His tenure lasted until 1402, and the majority of the improvements to the
accommodation of the inner ward most probably date to this time. Of Edmunds
two sons, Edward, Duke of Albemarle, succeeded in 1402 and died in 1415 at
Agincourt. His brother, Richard, Earl of Cambridge, had been beheaded for
treason earlier in the same year, but the castle now passed to his widow,
Maud, who lived at Conisbrough until her death in 1446. The castle then
passed to her stepson, Richard Duke of York, who died at the battle of
Wakefield in 1460; his son succeeded him and in 1461 became Edward IV. Thus
Conisbrough once again became a royal castle and the estate passed to the
Crown, a settlement which was fixed in perpetuity in 1495.
Collapse
By then, however, the castle was probably suffering from neglect.
A survey carried out in 1537-38 by commissioners of Henry VIII, records that
the gates of the castle, both timber and stonework, the bridge, and about
55m (60 yd) of walling between the tower (keep) and the gate had all fallen.
In addition, one floor of the keep had fallen in, so that by this date the
castle had already reached something like its present state of ruin.
It is
because of this early ruination, and because of sympathetic ownership
thereafter, that the castle still survives with its keep largely intact.
During the Civil War of the seventeenth century, many castles were severely
damaged either by bombardment during a siege or deliberate destruction
afterwards, to prevent their further defensive use. However, because the
collapse of the gate and a stretch of its defences had already made
Conisbrough indefensible, it escaped further destruction at this time.
The
remains of the castle were granted by Henry VIII to the Carey family, who
held it for a long period. It was bought by Conisbrough local council in the
1940s, and has been in the guardianship of the nation since 1949. It is now
in the care of English Heritage.
The fame of
Conisbrough
The fame of the castle, spread by Sir Walter Scott’s novel
Ivanhoe, is world-wide. Scott, who must have seen the castle and been deeply
impressed by it, was relaying local tradition when he called it a ‘Saxon’
fortress. The picture he portrays of events and people at Conisbrough in the
reign of Richard I is of course fictitious. By then the keep would just have
been built, but the castle would not yet have had enclosing stone walls.

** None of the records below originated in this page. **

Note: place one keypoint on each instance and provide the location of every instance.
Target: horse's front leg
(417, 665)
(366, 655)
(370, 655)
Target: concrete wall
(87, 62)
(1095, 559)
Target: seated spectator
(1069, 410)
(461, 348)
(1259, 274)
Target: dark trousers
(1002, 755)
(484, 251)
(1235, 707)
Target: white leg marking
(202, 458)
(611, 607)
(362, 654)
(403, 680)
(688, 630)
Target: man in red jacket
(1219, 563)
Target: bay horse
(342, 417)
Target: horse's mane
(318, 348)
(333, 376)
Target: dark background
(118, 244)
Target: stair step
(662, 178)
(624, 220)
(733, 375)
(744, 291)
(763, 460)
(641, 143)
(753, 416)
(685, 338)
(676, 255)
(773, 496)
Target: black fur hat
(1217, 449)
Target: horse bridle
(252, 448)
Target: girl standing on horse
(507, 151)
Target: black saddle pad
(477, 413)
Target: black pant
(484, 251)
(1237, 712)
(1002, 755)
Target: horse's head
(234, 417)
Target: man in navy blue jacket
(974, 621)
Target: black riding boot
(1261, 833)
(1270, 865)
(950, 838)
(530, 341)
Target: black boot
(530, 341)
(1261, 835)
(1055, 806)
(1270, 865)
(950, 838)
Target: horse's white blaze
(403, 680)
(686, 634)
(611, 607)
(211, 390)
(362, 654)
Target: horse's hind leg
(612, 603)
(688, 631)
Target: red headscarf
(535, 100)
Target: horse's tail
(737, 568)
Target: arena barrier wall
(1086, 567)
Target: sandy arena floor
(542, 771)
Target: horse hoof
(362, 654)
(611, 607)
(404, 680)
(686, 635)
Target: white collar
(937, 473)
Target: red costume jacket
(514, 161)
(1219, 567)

Conisbrough Castle and The Ivanhoe Trust
The Ivanhoe Trust was founded in
1986 as a joint venture between Doncaster Council and The Dartington Trust
of North Devon. The aim was to create a Trust based on the Dartington model
to assist in the economic, social and environmental regeneration of the
Dearne Valley Communities.
In 1988 the Trust reached agreement with
English Heritage to participate in, what was then, a unique joint venture. A
Management Agreement handed the day-to-day operation of the castle to the
Ivanhoe Trust. This proved to be the forerunner of the English Heritage
policy of devolving control of some of the properties it operates to local
groups.
Since the Ivanhoe Trust took over the management of the castle, a
new Visitor Centre has been constructed, floodlighting has been installed
around the castle and a new car park has been provided. In 1992 the Trust
and English Heritage embarked upon a project to restore the roof and floors
to the castle keep which had been missing since the sixteenth century. On
the 1st April 1995 the keep of Conisbrough Castle was re-opened to the
public.
Sadly however, visitor numbers never reached the projected 60,000 per year;
a peak of 48,000 in 1995 rapidly declined in subsequent years to level out
at around 27,000 per annum, with around 40% of these being school children
on education visits. Unfortunately these visitor numbers were
insufficient to enable the castle to run in a self sustaining manner,
resulting in a gradual decline in services and facilities. Therefore it was
with regret that the decision was taken to hand back the day-to-day
operation of the site to English Heritage in April 2008.